Funny that no one mentions that once upon a time a substantial portion of an entire generation left comfortable (and uncomfortable) homes to live on the road. That actual experience has long been annihilated under a lot of media distortion and dumb stereotype, but for those of us who spent a few years during that time long time ago, thumbing around the country, sleeping by the side of the road and on beaches and in forests and sneaked-into garages and barns and dirty old gas-station bathrooms if it got too cold (yes, they'd just let you, sometimes, if you left early), and once, for me, on a median strip between a lot of lanes with the car-lights parting around me like dazzling rivers, living on peanut butter and popcorn and bananas and whatever could be easily scrounged, it was about slowly losing all sorts of terrible gnawing internal pressures that you don't even know about unless you've been without them.

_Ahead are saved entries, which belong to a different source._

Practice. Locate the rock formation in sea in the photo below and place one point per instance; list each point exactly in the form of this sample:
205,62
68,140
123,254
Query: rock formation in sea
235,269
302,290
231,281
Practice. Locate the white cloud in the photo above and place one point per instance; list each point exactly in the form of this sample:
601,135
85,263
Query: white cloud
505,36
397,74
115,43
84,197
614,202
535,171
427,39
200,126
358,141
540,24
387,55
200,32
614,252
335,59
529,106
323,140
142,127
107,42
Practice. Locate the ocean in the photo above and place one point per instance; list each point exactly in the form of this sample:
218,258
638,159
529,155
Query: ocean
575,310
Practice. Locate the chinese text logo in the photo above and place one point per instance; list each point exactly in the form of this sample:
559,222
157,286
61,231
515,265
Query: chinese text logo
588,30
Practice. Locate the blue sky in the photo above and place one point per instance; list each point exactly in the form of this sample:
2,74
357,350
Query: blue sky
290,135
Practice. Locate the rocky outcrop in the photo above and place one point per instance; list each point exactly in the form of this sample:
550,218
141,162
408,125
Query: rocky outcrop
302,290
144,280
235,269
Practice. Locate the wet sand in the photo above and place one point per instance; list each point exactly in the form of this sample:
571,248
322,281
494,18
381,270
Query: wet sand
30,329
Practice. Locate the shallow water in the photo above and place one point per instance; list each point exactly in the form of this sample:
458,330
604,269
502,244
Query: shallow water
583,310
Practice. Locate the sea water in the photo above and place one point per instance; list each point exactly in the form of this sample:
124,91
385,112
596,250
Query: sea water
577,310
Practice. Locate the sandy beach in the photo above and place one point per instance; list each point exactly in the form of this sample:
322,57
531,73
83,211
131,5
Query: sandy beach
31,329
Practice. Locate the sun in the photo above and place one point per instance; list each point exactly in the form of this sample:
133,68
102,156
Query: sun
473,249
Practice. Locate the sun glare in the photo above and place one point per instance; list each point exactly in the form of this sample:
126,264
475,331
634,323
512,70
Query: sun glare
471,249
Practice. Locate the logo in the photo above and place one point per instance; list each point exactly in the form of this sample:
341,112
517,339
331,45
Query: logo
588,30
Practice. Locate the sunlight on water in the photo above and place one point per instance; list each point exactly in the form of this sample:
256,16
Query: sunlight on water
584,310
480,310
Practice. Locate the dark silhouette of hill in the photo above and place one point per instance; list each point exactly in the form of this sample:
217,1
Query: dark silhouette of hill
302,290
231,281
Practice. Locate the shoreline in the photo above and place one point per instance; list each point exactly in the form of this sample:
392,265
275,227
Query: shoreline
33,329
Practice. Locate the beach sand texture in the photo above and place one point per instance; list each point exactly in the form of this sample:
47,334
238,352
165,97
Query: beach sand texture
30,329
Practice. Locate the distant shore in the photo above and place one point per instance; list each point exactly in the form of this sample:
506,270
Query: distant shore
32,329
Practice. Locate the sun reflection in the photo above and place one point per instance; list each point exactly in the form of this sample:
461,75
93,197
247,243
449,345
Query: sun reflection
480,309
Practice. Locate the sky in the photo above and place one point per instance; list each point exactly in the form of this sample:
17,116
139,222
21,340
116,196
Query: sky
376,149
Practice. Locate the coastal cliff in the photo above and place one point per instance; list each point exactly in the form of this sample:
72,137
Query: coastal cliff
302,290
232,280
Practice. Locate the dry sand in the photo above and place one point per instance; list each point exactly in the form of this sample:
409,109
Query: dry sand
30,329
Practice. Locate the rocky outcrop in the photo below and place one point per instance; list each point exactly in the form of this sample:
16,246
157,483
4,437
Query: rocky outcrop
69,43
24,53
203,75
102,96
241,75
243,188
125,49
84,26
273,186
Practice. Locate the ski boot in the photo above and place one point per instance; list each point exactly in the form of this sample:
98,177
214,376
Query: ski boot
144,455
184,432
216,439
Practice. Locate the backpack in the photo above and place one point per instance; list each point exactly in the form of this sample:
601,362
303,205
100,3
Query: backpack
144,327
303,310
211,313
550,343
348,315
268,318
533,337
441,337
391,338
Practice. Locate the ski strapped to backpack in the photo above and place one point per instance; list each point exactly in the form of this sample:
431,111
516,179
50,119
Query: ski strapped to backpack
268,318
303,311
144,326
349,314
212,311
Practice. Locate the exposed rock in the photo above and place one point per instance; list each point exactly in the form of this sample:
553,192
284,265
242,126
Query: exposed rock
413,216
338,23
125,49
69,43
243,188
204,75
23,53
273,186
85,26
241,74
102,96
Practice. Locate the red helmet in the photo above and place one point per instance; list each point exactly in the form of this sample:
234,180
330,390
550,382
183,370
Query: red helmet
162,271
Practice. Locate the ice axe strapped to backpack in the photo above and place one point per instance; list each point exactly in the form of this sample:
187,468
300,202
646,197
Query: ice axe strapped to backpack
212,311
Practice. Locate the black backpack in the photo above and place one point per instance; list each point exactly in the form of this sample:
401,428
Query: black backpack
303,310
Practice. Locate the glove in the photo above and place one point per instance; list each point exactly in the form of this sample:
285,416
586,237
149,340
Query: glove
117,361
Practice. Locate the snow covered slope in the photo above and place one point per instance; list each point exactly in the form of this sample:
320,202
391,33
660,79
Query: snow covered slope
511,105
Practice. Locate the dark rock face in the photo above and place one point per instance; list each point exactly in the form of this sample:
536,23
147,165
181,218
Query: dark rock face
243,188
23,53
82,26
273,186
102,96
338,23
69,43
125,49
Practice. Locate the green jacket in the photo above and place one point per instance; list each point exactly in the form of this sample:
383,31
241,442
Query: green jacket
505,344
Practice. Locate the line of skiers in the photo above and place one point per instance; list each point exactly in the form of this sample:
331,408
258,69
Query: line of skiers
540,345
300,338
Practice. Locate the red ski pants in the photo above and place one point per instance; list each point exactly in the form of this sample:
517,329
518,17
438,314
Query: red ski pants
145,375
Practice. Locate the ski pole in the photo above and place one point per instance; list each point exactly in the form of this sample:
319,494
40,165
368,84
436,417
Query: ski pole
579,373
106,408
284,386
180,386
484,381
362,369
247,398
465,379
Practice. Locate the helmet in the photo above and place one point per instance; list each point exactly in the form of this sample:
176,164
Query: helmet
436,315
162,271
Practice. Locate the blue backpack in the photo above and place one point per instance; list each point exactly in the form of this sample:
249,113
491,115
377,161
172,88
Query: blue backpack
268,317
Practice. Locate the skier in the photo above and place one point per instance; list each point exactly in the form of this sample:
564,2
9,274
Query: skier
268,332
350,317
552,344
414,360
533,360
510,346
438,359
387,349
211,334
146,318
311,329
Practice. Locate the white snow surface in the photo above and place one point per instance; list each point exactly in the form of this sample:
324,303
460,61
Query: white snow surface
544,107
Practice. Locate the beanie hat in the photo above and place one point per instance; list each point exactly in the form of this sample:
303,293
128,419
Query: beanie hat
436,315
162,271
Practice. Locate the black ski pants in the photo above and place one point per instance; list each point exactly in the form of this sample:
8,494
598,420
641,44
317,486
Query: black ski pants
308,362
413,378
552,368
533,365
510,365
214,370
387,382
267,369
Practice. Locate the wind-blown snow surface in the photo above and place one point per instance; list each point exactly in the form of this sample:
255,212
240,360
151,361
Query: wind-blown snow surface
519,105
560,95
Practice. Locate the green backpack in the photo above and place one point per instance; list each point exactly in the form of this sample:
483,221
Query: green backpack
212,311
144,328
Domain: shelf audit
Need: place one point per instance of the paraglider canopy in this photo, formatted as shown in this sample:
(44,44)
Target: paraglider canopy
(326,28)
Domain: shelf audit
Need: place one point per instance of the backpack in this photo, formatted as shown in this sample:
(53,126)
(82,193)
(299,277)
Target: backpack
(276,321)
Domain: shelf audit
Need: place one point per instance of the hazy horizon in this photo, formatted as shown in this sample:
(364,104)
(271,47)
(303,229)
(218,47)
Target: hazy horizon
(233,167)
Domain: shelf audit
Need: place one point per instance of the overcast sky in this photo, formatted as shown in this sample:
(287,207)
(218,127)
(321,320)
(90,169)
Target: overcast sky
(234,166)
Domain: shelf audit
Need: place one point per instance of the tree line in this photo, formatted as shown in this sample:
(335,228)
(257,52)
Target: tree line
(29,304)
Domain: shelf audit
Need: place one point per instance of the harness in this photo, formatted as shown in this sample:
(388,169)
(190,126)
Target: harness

For some, it's a nostalgia that never goes away. Dropping out. Just dropping OUT. That it was even possible was a revelation and a mystery.

It wasn't really that big pot-hazed party-orgy floated on Daddy's trust fund that history invented, although that happened in some places, sometimes, too. I didn't like that stuff much and ran across many who were the same. I hitched across the country alone, five times, meandering back and forth, never with more than $5 in my pocket - a lot of us did. What I remember is stars and roads and the scary, magical, complicated anonymity of big cities, and feeling like I was drifting free on a secret current running in perfect invisibility through that other, driven, unhappy world. Right in the real weather.

It's a dimension that in some ways really is safer than the one that I, or we, finally dissolved back into. Just safer from different things.

I'm getting to be an old lady now, but I after I work my week, and pay my taxes, I still sometimes spend a Saturday night in a sleeping bag on the grass outside, hidden from my neighbors, on my own damned lawn, and I pretend that it never ended. It all had to fall apart of course - I knew it had when I stumbled across that first Life magazine article with hazy pictures of "real hippies." Damn. Discovered.

Homelessness forced by poverty or addiction is a horror, but those folks sometimes find something else, too, and that's why it's so hard to drag a lot of them back inside again. Becky hit a hard personal grief pocket when she was well-heeled and in the bag, and she needed a kind of space that has nothing to do with homeless shelters and job programs. She writes about it well, too. A very different story with different reasons, but also the same, maybe timeless.

Sorry this was so long, it plucked a resonant string. I think for a lot of people here. Prosit, Becky.